World Vision has implemented this project in Cambodia, Thailand, Costa Rica, Mexico, Brazil, and the United States.

With backing from the U.S. Department of State and the U.S. Department of Health and Human Services, World Vision has tackled this problem…

In practical application their work begins to look like children going through centers with programs exemplified by stories like this.

“Child Crisis Partners”

Hearing of the small girl’s tragic ordeal, one of Lan’s neighbors suggested taking her to the Neavea Thmey Center. A sexual trauma recovery facility operated by World Vision, it is supported by donors who participate in our “Child Crisis Partners” program.

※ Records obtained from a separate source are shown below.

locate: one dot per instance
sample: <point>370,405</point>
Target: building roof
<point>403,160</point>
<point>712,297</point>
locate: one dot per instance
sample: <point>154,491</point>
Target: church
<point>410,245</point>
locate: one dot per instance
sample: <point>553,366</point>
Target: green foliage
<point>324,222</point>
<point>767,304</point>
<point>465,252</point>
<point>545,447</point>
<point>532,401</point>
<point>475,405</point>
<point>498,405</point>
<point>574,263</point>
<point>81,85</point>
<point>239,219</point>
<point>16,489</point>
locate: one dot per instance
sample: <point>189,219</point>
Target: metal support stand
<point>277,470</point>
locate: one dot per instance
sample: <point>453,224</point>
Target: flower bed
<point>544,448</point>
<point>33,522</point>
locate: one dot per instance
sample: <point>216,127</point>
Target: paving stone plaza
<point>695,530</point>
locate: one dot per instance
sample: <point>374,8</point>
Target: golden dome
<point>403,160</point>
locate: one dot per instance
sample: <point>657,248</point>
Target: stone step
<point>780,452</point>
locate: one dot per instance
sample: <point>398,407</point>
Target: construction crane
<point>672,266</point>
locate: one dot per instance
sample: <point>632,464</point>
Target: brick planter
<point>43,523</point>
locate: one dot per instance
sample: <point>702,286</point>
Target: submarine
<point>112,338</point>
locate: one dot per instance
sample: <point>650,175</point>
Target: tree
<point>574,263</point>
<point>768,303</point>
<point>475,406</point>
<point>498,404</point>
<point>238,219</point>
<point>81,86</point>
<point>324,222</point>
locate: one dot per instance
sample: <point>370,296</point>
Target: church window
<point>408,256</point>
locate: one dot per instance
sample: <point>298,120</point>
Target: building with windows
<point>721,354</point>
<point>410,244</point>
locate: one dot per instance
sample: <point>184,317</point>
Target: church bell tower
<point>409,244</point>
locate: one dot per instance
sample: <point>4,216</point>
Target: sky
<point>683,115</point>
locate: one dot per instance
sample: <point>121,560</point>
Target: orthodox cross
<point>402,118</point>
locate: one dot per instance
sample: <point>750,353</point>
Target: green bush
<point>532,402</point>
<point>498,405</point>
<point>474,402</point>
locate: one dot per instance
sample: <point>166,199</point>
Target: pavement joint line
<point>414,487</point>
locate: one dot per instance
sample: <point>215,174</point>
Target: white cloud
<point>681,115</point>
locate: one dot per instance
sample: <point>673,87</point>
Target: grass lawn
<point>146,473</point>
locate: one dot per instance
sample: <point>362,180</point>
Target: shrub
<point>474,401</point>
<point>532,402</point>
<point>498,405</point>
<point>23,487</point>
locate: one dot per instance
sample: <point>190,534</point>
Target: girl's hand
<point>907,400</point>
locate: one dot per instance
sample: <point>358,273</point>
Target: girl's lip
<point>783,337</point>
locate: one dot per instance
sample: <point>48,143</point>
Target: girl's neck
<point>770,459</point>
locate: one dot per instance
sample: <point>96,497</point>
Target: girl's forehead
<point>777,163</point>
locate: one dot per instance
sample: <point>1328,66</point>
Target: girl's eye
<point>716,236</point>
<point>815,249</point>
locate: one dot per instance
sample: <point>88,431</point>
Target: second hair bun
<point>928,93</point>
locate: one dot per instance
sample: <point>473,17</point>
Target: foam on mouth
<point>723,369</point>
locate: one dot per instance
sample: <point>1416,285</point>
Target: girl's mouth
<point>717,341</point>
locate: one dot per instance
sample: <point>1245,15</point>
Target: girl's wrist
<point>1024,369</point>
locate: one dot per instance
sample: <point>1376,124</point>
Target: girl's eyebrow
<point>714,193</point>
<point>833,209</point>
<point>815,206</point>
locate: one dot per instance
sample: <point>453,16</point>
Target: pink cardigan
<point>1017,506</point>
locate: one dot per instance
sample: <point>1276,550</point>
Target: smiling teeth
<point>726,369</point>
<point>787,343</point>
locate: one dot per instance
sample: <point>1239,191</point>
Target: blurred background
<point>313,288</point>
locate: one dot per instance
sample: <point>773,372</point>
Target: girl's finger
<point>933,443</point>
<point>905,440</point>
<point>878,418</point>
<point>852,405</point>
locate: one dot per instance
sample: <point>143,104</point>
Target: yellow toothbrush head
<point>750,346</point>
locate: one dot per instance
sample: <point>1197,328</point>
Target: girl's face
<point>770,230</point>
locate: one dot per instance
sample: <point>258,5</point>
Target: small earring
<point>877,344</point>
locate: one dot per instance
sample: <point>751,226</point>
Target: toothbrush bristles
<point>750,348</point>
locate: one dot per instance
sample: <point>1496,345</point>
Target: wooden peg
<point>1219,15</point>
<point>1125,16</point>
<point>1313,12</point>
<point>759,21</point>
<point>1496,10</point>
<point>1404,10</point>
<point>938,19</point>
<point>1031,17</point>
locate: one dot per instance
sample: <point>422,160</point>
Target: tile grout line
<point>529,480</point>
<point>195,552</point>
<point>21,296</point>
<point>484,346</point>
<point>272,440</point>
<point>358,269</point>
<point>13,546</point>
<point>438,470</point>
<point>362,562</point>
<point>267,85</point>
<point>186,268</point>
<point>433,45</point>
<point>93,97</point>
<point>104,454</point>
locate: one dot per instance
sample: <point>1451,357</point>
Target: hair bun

World Vision’s Trauma Recovery Center: Neavea Thmey

Neavea Thmey, which means “new ship” in Khmer, infers the new journey girls embark upon in recovering from sexual abuse. In this protective, nurturing center, girls aged 8 to 18 are supported in a peer environment through the provision of:

  • Basic services to assist the process of healing and recovery, including medical assistance, psychosocial counseling, spiritual counsel, and sports as well as recreational activities.
  • Educational and developmental support through informal education, and vocational and skills training for income generation.
  • Support for reintegration back into society through family reconciliation services, foster care or group homes (whatever is appropriate for each girl).
  • Sexual exploitation prevention through research, networking, and targeted advocacy work.

Most girls’ stay in the center is for a period of six to 12 months before starting their new life. More than 700 girls have been assisted by the Neavea Thmey Center since it opened in 1997.

World Vision “Spiritual counsel.” Yeah, just what she needs. Not.

Going back up to the article I quoted above, with facilities like this, it concerns me deeply when I hear calls for turning over legal guardianship of the kids to “independent guardians”:

These vulnerable children need to be given independent guardians as soon as possible to ensure they are protected from traffickers who we know target them even while they are in care.”

It’s bad enough turning the kids over to places like this, but it becomes potentially far worse, when places like this could have some form of legal custody. Running away from such programs is one thing when a child is still somewhat independent, if places like this were to gain legal custody the consequences running away would change dramatically.

What these kids need is genuine support without ulterior motives, as for them actually getting it? I won’t be holding my breath.